Follow that bird
Take a trip you'll never forget to the stark and beautiful world of The Unfinished Swan. You control a young orphan called Monroe, who is allowed to take only one of his mother's paintings to the orphanage, so he chooses The Unfinished Swan – her favourite work but one she never managed to complete before she died. One night, the young lad wakes to find the swan has disappeared from the painting, leaving only a trail of golden footprints. He decides to follow...
Transported to a mysterious kingdom, Monroe must discover why it has become abandoned. Inching his way through the pure white surroundings Monroe meets the selfish, arrogant king who built the realm. Convinced no colour was good enough for it, the king created the world in his own image, yet to Monroe it's a totally blank canvas ready for him to explore.
The Unfinished Swan is one of the most striking games on PlayStation 3. Its simplicity and starkness is its strength, with parts of the environment revealed piece by piece in black splashes against the bright white canvas. You may spot the edge of a wall or a shadow cast by an unseen building though you still have to pick out the way ahead by splashing paint around.
Look out for storybook pages and collect hidden balloons to buy extras from the Toys menu such as concept art and an in-game balloon radar in case you missed any first time around. There are also one or two surprises to uncover, including a reference to fellow PlayStation Network puzzle game Journey.
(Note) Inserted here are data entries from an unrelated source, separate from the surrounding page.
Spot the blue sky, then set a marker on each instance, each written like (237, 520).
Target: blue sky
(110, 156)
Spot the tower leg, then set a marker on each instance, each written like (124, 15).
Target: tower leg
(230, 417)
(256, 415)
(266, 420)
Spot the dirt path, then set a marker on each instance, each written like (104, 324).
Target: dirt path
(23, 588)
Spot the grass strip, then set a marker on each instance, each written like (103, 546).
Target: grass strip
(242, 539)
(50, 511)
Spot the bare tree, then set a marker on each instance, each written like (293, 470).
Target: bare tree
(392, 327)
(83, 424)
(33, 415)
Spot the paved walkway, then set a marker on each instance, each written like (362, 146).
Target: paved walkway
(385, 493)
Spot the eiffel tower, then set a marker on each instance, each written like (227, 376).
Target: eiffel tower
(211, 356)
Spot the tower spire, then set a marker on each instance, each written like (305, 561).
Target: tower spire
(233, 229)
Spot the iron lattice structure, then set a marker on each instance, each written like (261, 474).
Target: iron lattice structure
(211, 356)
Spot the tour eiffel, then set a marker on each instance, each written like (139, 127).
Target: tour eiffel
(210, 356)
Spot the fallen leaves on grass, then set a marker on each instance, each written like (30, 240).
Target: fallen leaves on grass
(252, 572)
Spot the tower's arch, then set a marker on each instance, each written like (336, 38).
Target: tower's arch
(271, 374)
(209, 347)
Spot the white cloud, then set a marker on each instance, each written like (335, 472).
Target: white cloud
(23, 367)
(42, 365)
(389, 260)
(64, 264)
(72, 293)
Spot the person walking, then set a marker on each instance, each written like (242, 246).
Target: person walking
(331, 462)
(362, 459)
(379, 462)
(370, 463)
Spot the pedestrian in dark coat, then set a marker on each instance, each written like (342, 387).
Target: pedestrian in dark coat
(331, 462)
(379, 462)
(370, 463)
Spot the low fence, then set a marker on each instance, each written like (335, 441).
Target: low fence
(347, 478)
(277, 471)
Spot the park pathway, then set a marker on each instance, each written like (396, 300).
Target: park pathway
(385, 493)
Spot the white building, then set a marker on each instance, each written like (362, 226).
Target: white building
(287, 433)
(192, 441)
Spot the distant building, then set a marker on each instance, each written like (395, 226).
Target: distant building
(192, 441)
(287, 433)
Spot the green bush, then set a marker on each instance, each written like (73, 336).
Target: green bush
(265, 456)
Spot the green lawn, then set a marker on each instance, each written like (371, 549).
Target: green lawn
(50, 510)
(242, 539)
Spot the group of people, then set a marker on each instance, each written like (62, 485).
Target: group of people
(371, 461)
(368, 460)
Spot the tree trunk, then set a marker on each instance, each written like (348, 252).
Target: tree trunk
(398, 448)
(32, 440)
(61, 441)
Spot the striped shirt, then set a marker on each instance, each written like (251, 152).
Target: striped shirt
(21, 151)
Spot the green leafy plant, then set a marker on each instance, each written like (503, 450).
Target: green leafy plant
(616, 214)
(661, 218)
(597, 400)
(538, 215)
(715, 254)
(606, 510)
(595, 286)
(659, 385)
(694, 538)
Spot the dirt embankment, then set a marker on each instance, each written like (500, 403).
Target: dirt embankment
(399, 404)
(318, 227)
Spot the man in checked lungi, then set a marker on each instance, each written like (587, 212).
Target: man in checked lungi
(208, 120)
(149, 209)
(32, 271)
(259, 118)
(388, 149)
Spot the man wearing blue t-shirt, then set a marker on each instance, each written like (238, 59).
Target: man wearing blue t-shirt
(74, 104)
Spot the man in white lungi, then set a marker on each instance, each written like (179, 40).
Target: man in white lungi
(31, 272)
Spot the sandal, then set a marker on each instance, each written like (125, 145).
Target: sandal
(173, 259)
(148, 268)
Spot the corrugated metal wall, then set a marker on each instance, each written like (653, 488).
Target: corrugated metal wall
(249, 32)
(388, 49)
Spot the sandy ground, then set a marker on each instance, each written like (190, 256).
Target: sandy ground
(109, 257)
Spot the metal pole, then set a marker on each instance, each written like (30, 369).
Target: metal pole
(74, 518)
We won't spoil things by telling you more...
Film fans may also recognise one of the game's narrators as Terry Gilliam, the animator and movie director .
Paint it black
The Unfinished Swan is played from a first person perspective, with an on-screen indicator showing where you can throw balls of black paint. When the paint splats on the white canvas it reveals shapes and parts of the environment around you, thereby uncovering the way forward as well as any puzzles. You can also use the PlayStation Move motion controller to lob the paint with a deft flick of the wrist.
Later stages mix things up and keep the gameplay fresh. On one occasion your paint is replaced by water, which you use to entice vines so that you can climb them. In another puzzle you paint and stretch items in one reality so that you can use them in another reality to reach previously inaccessible areas. Plus enemies such as spiders are introduced, where you must splat lanterns to light the path in order to keep them at bay.
Helpful golden swan footprints are there to guide you through the landscapes. There are also no restrictions on how many balls of paint can be thrown, and you simply aim and fire to do so, leaving you free to explore the world and soak up the beautiful yet melancholy environments.